Looking back through my notes and thinking about it all I would go for a kit player, a timpanist, a glockenspiel player and a cymbal/side drum/tambourine player, and a bass drum player. Or, if you were happy for the cymbals, bass drum and side drum to be played on the kit (if you want crash cymbals or a big boomy bass drum sound it obviously wouldn’t work, but otherwise it should be fine), you could move those onto the kit part. The kit player could also pick up and play the tambourine. From a player’s perspective, there are a lot of bars rest in the piece and any opportunity to combine the parts is worth doing. But ultimately it depends on the sound you want.
If you don’t have a kit player, the cymbal or side drum player could also play the tambourine – I don’t believe that clashes with either of those.
I actually think that because of the way you’ve written the drum kit part, it makes sense for it to be played on a kit, but it really boils down to the sound you want. It will probably sound a little lighter with a kit, perhaps evoking more of a musical theatre feel to it. Professional orchestral players should be able to make all of the separate instruments sound very similar to a kit if they’re very good. But it may not quite flow the same way that it would with just one person playing all of the parts. I’m imagining it would sound a little heavier on each part. It would be interesting to write it both ways and get a group of people to try it out and compare the two.

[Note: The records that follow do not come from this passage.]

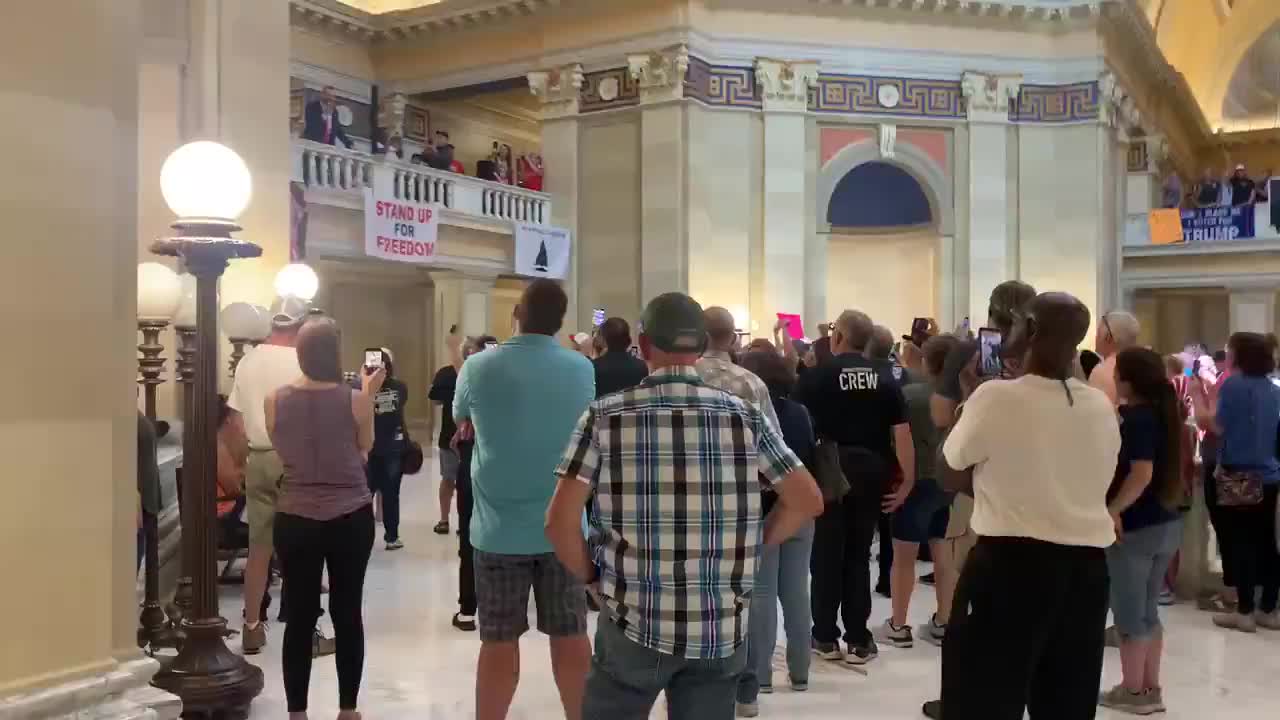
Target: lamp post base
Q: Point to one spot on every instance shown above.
(213, 682)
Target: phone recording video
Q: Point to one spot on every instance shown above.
(988, 343)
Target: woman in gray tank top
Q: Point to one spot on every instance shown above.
(323, 431)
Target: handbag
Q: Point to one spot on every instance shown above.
(1238, 488)
(828, 473)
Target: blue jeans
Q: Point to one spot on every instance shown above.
(626, 678)
(784, 574)
(1138, 563)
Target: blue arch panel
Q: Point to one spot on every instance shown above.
(878, 195)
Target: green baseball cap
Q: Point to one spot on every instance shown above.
(673, 323)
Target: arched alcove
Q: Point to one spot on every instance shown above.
(878, 195)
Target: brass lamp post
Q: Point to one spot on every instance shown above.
(208, 186)
(159, 294)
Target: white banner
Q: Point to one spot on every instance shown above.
(400, 231)
(542, 251)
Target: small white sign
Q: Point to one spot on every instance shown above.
(542, 251)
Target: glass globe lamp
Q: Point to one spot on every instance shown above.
(205, 183)
(297, 279)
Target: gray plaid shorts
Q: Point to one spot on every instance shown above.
(502, 596)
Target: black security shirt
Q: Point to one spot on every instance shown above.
(854, 401)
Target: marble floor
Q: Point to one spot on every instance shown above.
(419, 666)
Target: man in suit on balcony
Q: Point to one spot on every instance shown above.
(321, 121)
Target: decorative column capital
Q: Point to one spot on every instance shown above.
(987, 95)
(1116, 108)
(558, 90)
(785, 85)
(659, 73)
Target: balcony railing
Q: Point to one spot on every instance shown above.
(348, 172)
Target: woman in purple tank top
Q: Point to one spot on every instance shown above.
(323, 431)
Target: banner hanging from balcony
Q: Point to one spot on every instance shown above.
(542, 251)
(398, 229)
(1217, 223)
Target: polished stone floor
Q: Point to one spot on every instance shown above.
(419, 666)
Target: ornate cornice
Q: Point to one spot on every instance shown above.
(990, 95)
(785, 85)
(659, 73)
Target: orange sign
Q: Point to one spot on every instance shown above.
(1166, 226)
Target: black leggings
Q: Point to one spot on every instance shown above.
(305, 547)
(1249, 538)
(1025, 633)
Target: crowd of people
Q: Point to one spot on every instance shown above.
(685, 487)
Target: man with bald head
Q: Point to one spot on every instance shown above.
(1031, 605)
(1116, 331)
(718, 370)
(858, 405)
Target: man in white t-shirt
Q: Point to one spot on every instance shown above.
(264, 369)
(1032, 601)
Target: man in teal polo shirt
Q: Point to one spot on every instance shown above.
(524, 400)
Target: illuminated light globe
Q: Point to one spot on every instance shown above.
(205, 181)
(159, 291)
(297, 279)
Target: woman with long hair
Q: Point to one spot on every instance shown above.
(323, 431)
(1244, 413)
(784, 570)
(1144, 502)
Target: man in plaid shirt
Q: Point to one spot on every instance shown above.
(676, 466)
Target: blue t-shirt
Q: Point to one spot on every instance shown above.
(1248, 411)
(525, 399)
(1143, 437)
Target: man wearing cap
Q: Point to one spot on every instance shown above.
(261, 372)
(717, 368)
(676, 468)
(1243, 188)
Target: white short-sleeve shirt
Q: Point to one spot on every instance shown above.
(1042, 464)
(263, 370)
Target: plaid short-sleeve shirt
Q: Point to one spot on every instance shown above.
(677, 468)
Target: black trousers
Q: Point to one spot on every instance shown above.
(305, 547)
(466, 554)
(384, 477)
(1251, 541)
(840, 565)
(1025, 632)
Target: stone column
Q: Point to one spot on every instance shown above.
(785, 94)
(991, 258)
(558, 90)
(663, 162)
(69, 648)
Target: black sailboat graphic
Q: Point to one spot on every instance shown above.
(540, 260)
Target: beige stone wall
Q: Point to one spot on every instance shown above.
(67, 527)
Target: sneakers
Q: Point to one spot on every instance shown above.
(827, 651)
(862, 654)
(1267, 620)
(321, 646)
(935, 633)
(1237, 621)
(254, 639)
(1134, 703)
(894, 634)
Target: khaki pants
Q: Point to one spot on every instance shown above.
(264, 472)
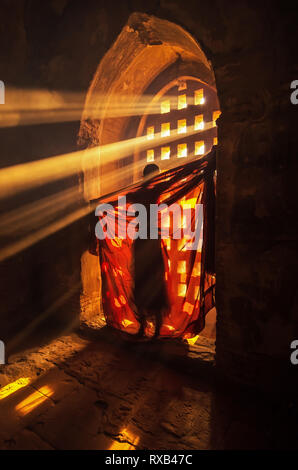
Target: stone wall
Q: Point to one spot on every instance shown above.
(59, 44)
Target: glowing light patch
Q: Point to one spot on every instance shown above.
(181, 126)
(165, 129)
(13, 387)
(165, 153)
(196, 292)
(181, 267)
(192, 340)
(126, 322)
(196, 269)
(188, 308)
(169, 327)
(34, 400)
(128, 441)
(150, 155)
(122, 300)
(181, 150)
(165, 106)
(199, 148)
(182, 290)
(150, 132)
(182, 103)
(199, 96)
(199, 122)
(215, 115)
(117, 242)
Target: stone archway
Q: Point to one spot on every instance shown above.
(146, 48)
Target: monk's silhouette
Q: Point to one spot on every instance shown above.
(150, 291)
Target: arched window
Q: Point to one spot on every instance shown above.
(167, 70)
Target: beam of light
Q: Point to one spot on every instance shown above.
(192, 340)
(128, 441)
(31, 216)
(34, 174)
(13, 387)
(34, 400)
(29, 107)
(39, 106)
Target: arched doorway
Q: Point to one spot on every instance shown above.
(151, 59)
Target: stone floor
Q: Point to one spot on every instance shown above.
(98, 391)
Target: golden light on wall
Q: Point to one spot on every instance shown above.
(150, 132)
(199, 96)
(150, 155)
(13, 387)
(181, 268)
(182, 103)
(182, 290)
(215, 115)
(192, 340)
(181, 150)
(196, 269)
(165, 129)
(128, 441)
(199, 122)
(34, 400)
(181, 126)
(199, 148)
(165, 153)
(165, 106)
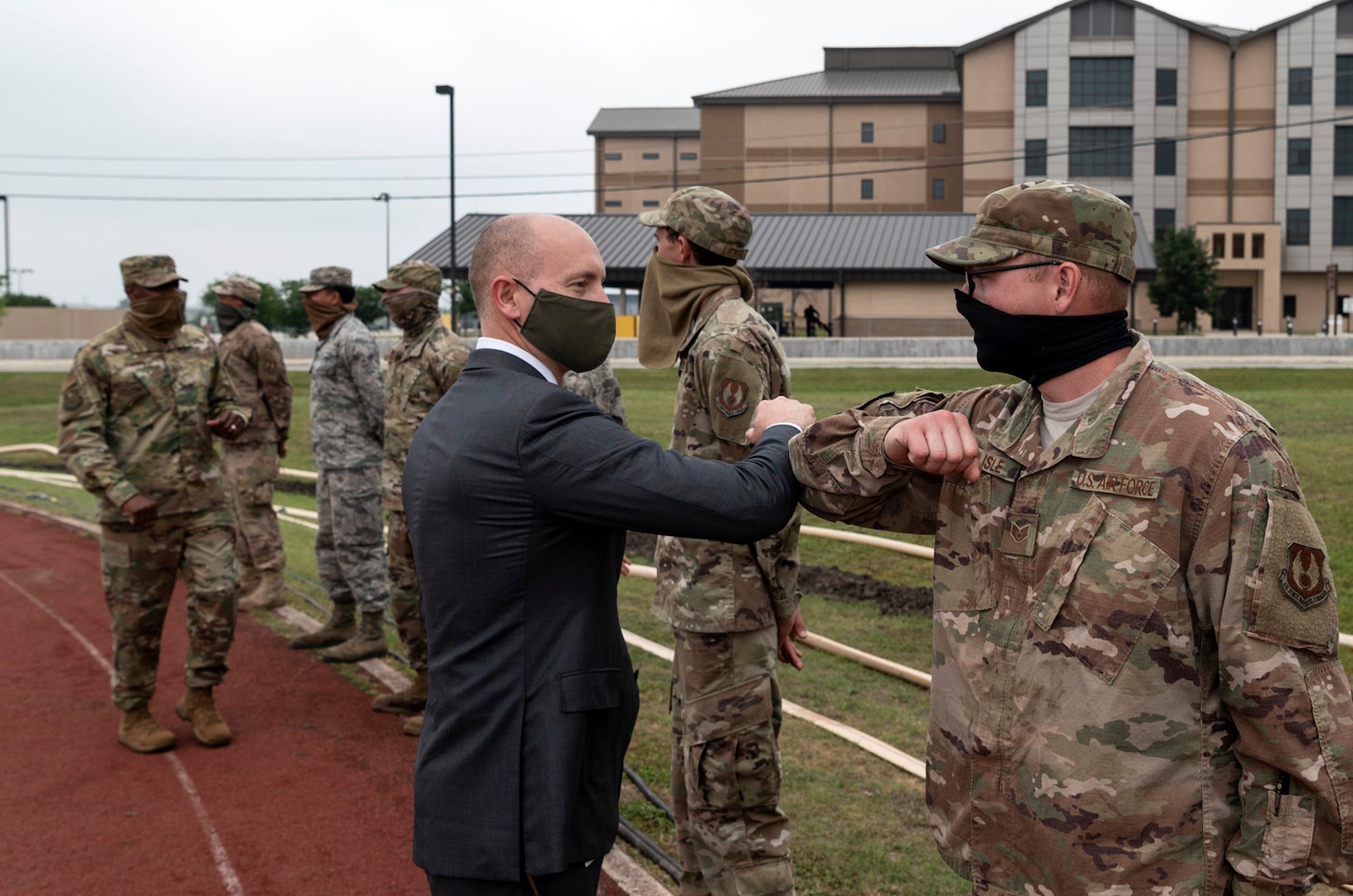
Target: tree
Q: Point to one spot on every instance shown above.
(1185, 278)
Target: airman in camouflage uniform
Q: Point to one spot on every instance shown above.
(347, 426)
(253, 360)
(601, 387)
(137, 415)
(732, 606)
(422, 367)
(1136, 679)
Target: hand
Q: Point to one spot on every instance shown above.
(780, 411)
(227, 426)
(791, 630)
(939, 443)
(141, 509)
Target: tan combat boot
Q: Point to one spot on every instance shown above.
(199, 709)
(340, 627)
(411, 699)
(141, 733)
(367, 643)
(268, 592)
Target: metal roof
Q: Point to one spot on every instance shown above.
(847, 85)
(645, 122)
(786, 248)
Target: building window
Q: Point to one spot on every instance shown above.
(1035, 87)
(1100, 152)
(1166, 156)
(1344, 150)
(1297, 226)
(1342, 221)
(1166, 87)
(1299, 156)
(1102, 19)
(1164, 221)
(1344, 80)
(1102, 81)
(1299, 87)
(1035, 158)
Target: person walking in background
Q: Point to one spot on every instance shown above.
(139, 411)
(253, 360)
(347, 426)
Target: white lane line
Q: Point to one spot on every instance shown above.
(218, 850)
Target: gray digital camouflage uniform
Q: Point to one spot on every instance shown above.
(1136, 677)
(133, 421)
(347, 426)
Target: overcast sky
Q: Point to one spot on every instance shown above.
(225, 85)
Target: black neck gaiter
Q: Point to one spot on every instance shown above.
(1039, 347)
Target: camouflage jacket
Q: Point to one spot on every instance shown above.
(1136, 675)
(601, 387)
(253, 360)
(134, 420)
(347, 400)
(728, 364)
(422, 367)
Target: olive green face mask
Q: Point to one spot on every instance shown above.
(572, 332)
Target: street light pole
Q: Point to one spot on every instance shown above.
(450, 92)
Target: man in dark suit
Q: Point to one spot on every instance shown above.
(518, 494)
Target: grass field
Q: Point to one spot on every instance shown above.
(858, 823)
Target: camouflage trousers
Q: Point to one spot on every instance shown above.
(251, 471)
(403, 592)
(732, 837)
(139, 566)
(351, 547)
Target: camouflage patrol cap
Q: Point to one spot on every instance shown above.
(149, 271)
(1052, 218)
(242, 289)
(708, 217)
(328, 279)
(420, 275)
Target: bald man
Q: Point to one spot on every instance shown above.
(518, 527)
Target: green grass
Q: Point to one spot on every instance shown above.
(858, 823)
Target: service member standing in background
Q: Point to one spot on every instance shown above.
(253, 360)
(137, 415)
(347, 424)
(732, 606)
(422, 367)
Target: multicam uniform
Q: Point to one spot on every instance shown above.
(723, 601)
(601, 387)
(347, 409)
(1136, 677)
(422, 367)
(253, 360)
(134, 421)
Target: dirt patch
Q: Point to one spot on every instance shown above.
(827, 581)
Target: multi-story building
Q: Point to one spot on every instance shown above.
(1245, 135)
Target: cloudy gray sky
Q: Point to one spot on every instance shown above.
(257, 98)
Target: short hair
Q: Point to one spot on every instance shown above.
(506, 246)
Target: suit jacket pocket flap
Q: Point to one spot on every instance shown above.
(591, 689)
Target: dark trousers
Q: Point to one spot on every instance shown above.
(575, 880)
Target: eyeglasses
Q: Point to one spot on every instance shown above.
(969, 275)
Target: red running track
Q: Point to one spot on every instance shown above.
(314, 795)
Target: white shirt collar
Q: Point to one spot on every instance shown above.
(487, 341)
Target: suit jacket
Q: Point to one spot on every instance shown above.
(518, 495)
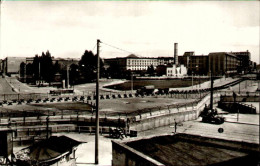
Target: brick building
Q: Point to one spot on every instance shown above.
(134, 63)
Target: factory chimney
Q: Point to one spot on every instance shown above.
(176, 53)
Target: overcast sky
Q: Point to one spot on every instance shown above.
(145, 28)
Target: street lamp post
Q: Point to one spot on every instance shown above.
(132, 87)
(192, 79)
(68, 84)
(97, 106)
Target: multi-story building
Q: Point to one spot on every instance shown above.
(134, 63)
(176, 71)
(196, 64)
(221, 63)
(245, 57)
(11, 65)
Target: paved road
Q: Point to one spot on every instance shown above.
(5, 88)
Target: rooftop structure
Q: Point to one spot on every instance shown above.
(184, 149)
(55, 150)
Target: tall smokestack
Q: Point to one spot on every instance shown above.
(176, 53)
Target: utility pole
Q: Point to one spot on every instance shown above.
(132, 82)
(25, 73)
(39, 70)
(192, 79)
(211, 91)
(68, 84)
(97, 105)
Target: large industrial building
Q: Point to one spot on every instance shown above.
(135, 63)
(11, 65)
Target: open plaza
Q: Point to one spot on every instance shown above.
(150, 116)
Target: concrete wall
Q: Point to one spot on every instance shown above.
(166, 117)
(124, 155)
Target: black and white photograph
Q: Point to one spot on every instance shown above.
(129, 83)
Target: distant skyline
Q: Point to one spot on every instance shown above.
(146, 28)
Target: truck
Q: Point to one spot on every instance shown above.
(145, 90)
(211, 116)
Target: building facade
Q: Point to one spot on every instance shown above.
(135, 63)
(245, 57)
(222, 63)
(176, 71)
(11, 65)
(196, 64)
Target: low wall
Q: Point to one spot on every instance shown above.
(124, 155)
(243, 98)
(147, 121)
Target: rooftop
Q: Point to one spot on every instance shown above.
(184, 149)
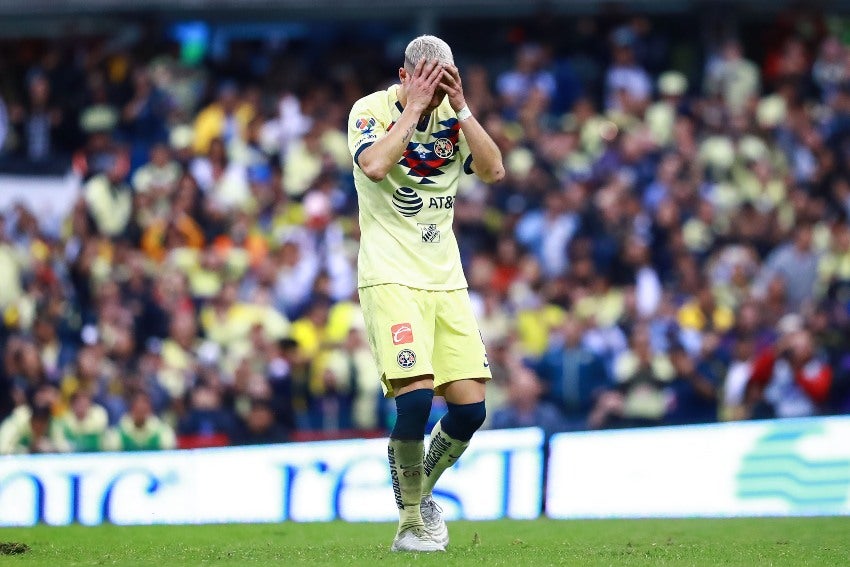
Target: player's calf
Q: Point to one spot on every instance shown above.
(405, 453)
(449, 439)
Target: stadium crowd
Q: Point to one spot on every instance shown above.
(668, 247)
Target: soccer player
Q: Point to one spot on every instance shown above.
(411, 143)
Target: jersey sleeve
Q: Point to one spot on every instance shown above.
(365, 126)
(465, 154)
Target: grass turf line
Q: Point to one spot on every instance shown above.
(698, 542)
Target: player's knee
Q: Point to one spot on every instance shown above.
(463, 420)
(412, 411)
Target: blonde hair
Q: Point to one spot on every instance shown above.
(427, 47)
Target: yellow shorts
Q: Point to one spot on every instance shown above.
(414, 332)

Of course some purists would probably think the kit shouldn’t be used as it traditionally isn’t part of an orchestra, but personally I think it’s up to the composer!
Apart from that, I would generally say it’s looking good. Just be clear whether you want the player to use a pair of clash cymbals or a suspended cymbal, and watch out that the dynamics are present at every percussion entry. Timpani can be retuned but not always very quickly so watch out for using lots of notes quickly in succession – obviously the better the player the quicker they can do this, so your parts may be fine, but I’d possibly see if you can ask an expert about those bits.
One final thought – you could think about using a mark tree to represent Alice falling rather than the glockenspiel in bars 151-152; I think the movement of the mark tree is a bit more evocative of falling – if that’s what you want to do of course. I just thought I’d suggest it in case you wanted to consider it. Obviously I don’t know what the music sounds like so it may not work at all!”
Elaine Goodall

HOW good is this feedback? I’m all for helping myself. I realise this course has been and is totally all about self-directed learning, but I totally see the value in reaching out to friends and colleagues who know about instruments that I don’t play for guidance and advice. And hey – I may choose not to follow her advice…(I more than likely will, though).

I’ve also found a good website which gives an example of a typical grouping of players:
http://andrewhugill.com/manuals/layouts/percussion.html

I will feature a more in-depth post about how I eventually tackle this task. I’m going in!